Python Fiddler DingTalk PC end group playback video crawling

Python Fiddler DingTalk PC end group playback video crawling

The playback videos in the DingTalk group are set by the group administrator to not be able to download, but sometimes these videos are needed to facilitate circulation and open the speed adjustment, etc., and you can see the video directly without opening the PC terminal. , But how to download it?
Insert picture description here
1. Fiddler captures packets
1. First of all, you must understand a truth, as long as you can see and hear the data on your computer, these data should have existed on your computer, that is, these data can be accessed and crawled. This is "Climb when you see it" in crawlers. But as for whether to climb or not to get data, it depends on the method and technology.

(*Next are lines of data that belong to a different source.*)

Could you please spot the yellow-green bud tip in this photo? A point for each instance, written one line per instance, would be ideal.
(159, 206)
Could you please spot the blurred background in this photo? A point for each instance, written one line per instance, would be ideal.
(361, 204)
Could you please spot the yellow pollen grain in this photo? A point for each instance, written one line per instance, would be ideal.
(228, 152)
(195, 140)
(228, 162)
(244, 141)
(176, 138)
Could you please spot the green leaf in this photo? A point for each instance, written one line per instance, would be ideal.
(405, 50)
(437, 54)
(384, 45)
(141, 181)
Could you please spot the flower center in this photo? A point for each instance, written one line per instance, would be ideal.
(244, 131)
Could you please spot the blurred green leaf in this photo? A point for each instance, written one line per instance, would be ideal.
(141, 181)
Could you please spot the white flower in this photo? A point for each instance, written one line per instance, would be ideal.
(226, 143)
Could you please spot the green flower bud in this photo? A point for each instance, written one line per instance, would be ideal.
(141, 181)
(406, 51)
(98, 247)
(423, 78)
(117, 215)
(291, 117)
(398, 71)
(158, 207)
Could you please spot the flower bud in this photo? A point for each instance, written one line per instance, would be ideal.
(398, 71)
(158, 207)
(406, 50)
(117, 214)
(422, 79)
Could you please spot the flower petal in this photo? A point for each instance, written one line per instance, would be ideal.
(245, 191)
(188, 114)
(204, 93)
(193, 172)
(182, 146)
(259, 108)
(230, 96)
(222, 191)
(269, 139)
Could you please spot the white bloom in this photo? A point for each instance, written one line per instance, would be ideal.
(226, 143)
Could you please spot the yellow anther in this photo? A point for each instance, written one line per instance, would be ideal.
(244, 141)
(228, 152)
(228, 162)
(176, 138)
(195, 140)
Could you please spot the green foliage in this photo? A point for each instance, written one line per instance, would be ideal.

Fiddler is also called "the violin", quoting Baidu Encyclopedia:
"Fiddler is an http protocol debugging proxy tool, it can record and check all the http communication between your computer and the Internet, set breakpoints, and view all" In and out of "Fiddler data (referring to cookies, html, js, css, etc.). Fiddler is simpler than other network debuggers because it not only exposes http communication but also provides a user-friendly format."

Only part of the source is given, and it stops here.